Breck moved to Brighton, Massachusetts, in 1836 and established a nursery while also expanding his business interests into a seed and agricultural implement store called Joseph Breck & Sons in Boston, Massachusetts (many publicity materials and catalogs would claim 1822 as the founding date of Joseph Breck & Sons, while later ones claimed 1818). In 1840, Breck published his company’s first catalog, the New England Agricultural Warehouse and Seed Store Catalogue, to promote his company’s products. The catalog included illustrations and horticultural literature to accompany product listings.

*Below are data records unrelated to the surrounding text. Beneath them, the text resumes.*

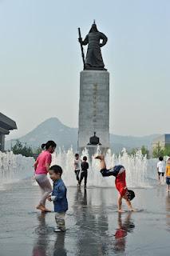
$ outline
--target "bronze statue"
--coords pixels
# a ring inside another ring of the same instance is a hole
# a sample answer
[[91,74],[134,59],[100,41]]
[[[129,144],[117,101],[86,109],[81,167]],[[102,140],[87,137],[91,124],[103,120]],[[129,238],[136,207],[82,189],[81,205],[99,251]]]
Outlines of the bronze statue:
[[[95,21],[85,40],[81,38],[80,28],[78,31],[78,40],[81,46],[84,70],[106,70],[101,56],[101,47],[106,44],[108,41],[107,37],[103,33],[98,31]],[[102,40],[102,42],[101,42],[101,40]],[[82,46],[86,45],[88,45],[88,49],[85,60]]]

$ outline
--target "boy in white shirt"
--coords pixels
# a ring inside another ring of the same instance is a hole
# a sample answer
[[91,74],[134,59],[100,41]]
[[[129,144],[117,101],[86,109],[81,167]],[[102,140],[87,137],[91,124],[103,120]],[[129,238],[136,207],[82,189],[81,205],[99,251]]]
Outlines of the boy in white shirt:
[[157,173],[158,173],[159,184],[160,184],[161,182],[160,182],[160,176],[162,176],[162,183],[164,183],[165,165],[164,165],[164,162],[163,157],[160,157],[159,160],[160,161],[157,162]]

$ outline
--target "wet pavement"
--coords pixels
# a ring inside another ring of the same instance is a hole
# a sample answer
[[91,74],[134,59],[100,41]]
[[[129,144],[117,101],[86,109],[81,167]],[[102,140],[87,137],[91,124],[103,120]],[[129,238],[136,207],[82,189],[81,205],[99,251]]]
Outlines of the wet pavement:
[[67,231],[55,234],[54,213],[34,209],[38,186],[30,181],[8,184],[0,190],[0,256],[169,255],[165,186],[134,190],[132,204],[140,211],[119,214],[114,188],[69,187]]

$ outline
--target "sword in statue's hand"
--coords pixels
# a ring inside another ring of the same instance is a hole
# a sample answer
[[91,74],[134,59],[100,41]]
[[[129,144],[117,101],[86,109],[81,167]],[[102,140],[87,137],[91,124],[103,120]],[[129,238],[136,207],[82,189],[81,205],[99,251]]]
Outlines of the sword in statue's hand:
[[78,41],[79,41],[79,42],[81,44],[81,56],[82,56],[83,66],[84,66],[84,70],[85,70],[85,54],[84,54],[84,50],[83,50],[83,45],[82,45],[82,38],[81,38],[81,29],[80,29],[80,27],[78,28],[78,35],[79,35]]

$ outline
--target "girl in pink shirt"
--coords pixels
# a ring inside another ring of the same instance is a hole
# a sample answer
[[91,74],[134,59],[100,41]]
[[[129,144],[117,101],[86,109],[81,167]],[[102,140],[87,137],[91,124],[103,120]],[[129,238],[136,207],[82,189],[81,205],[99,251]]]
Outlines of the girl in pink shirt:
[[45,150],[39,154],[34,163],[35,179],[42,191],[42,198],[36,208],[42,211],[50,211],[45,208],[46,198],[53,190],[47,174],[51,164],[51,154],[54,152],[56,146],[56,143],[53,141],[42,144],[42,148],[45,148]]

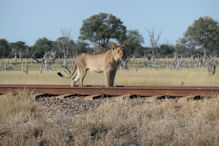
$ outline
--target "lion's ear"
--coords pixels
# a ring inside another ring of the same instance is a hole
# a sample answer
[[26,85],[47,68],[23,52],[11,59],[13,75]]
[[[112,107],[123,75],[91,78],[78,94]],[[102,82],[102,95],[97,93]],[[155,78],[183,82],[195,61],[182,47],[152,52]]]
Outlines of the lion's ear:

In 1851, Breck published The Flower Garden, a book about the cultivation of ornamental plants such as perennials, annuals, shrubs and evergreen trees. One of the founding members of the American Seed Trade Association, Breck was the president of the Massachusetts Horticultural Society from 1859 to 1862. Breck moved to the Oak Square section of Brighton in 1854, where he built an extensive nursery. He lived there until his death in 1873. Breck served as a Massachusetts State Senator in 1863 as part of the 84th Massachusetts General Court.

== Legacy ==
His company still exists today as Breck's.

Breck Avenue in the Oak Square section of Brighton, Massachusetts, is named in his honor. The original Breck Homestead in Pepperell, Massachusetts is part of the Pepperell Center Historic District.

Joseph Breck was the great-grandfather of Joseph Breck (curator), the first director of The Cloisters who was instrumental in its garden designs.